Militärische Karriere in Frankreich

Owain trat bereits als Jugendlicher in die Dienste des französischen Königs Philipp VI. und kämpfte vermutlich in den nächsten Jahren als Söldner während des Hundertjährigen Kriegs. Er kehrte nur ein einziges Mal im Sommer 1365 nach England zurück, um nach dem Tod seines Vaters das Erbe auf dessen Gütern anzutreten. Nachdem er seine Ansprüche geltend gemacht und die Verwaltung der Güter geregelt hatte, kehrte er bereits im März 1366 nach Frankreich zurück. In Frankreich war er während des Krieges zu einem der Führer der Grandes Compagnies aufgestiegen. Owains Söldnerkompanie, die zu großen Teilen aus Exilwalisern bestand, kämpfte nicht nur gegen die Engländer, sondern auch während des kastilischen Bürgerkriegs in Spanien, während des bretonischen Erbfolgekriegs sowie in der Lombardei. 1375 diente Owain während des Guglerkriegs Enguerrand VII. de Coucy bei seinem Feldzug ins Elsass und in die Schweiz. Dabei erlitt Owains Kompanie am 27. Dezember 1375 bei Fraubrunnen gegen die Berner Bürgerwehr eine schwere Niederlage. Die Grandes Compagnies waren im 14. Jahrhundert wegen der von ihnen angewandten Chevauchée als Mittel der Kriegsführung allgemein verhasst und gefürchtet, doch Owain selbst wurde als Militär von Bertrand du Guesclin, Ludwig von Anjou und anderen hoch geachtet.

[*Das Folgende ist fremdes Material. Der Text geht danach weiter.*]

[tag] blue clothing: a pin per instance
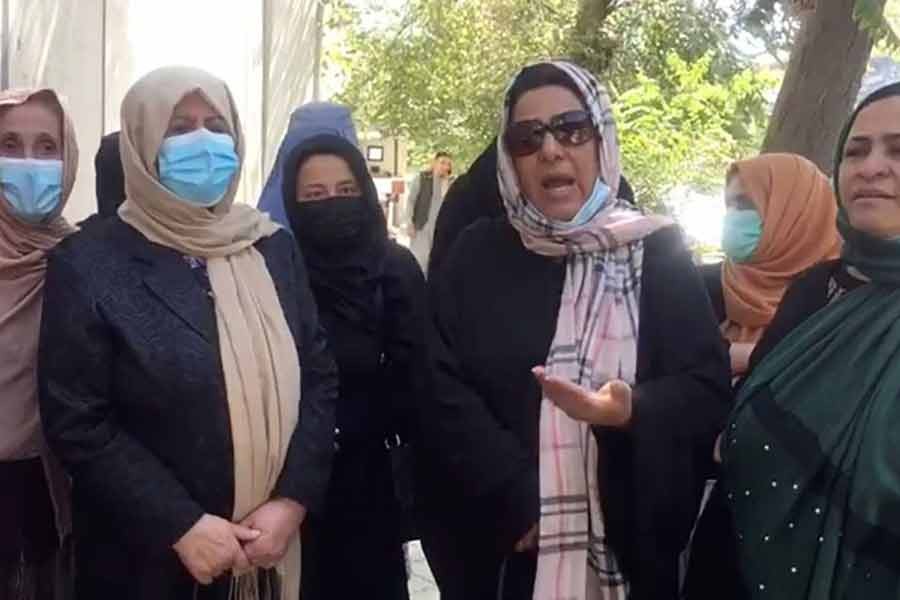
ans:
(308, 121)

Anspruch als Fürst von Wales

Nachdem im April 1369 wieder offener Krieg zwischen England und Frankreich herrschte, wurde er als Feind des englischen Königs Ende 1369 in England enteignet. Obwohl weder er noch sein Vater je in Wales gelebt hatten, war er sich seiner fürstlichen Abstammung bewusst und machte nun seinen Anspruch als Erbe der Fürsten von Gwynedd geltend. Vor Weihnachten 1369 versuchte er erstmals, mit einer kleinen Flotte von Harfleur aus nach Wales aufzubrechen, doch wegen der Winterstürme im Ärmelkanal brach er den Versuch ab. Sein Vorhaben war auch in England bekannt gewesen, denn in Wales wurden Vorbereitungen zur Verteidigung getroffen. Der französische König Karl V. sah Owains Anspruch nun als willkommene Gelegenheit, um England durch einen Angriff auf Wales direkt zu treffen, und unterstützte Owain durch einen Kredit von 300.000 Francs. Nachdem Owain sich im Mai 1372 in Paris zum Fürsten von Wales erklärt hatte, stach er im Juni erneut mit einer kleinen Flotte und 600 bis 800 Soldaten von Harfleur aus in See. Er segelte jedoch nicht direkt nach Wales, sondern plünderte zuerst die unter englischer Herrschaft stehende Insel Guernsey. Deren Befestigungen konnte er jedoch nicht erobern, und von Guernsey aus segelte er nicht weiter nach Wales, sondern vermutlich auf Befehl des Königs nach La Rochelle, wo er mit seinen Schiffen den Hafen blockieren sollte. Ende August schlugen seine Söldner eine englisch-gascognische Armee bei Soubise. In der Schlacht konnte er den berühmten Heerführer Jean III. de Grailly, Captal de Buch sowie den Seneschall von Poitou, Thomas Percy gefangen nehmen. In der Folge ergab sich Soubise und am 8. September auch La Rochelle.

Fünf Jahre später bereitete er einen neuen Versuch vor, um mit einer Flotte nach Wales zu segeln. Die Engländer, die ihn bereits ab 1369 als potentielle Bedrohung ihrer Herrschaft in Wales betrachteten, beschlossen nun seine Ermordung. Dazu heuerten sie den Schotten John Lamb an, der als Söldner in Owains Dienste trat. Es gelang Lamb, Owains Vertrauen zu erwerben und als Knappe in seine unmittelbare Umgebung zu kommen. Während der Belagerung von Mortagne ermordete Lamb eines Morgens Owain hinterrücks mit einem Dolch. Nach der Tat konnte Lamb zu den Engländern entkommen. Owain wurde in der nahe gelegenen Kirche von St. Leger begraben.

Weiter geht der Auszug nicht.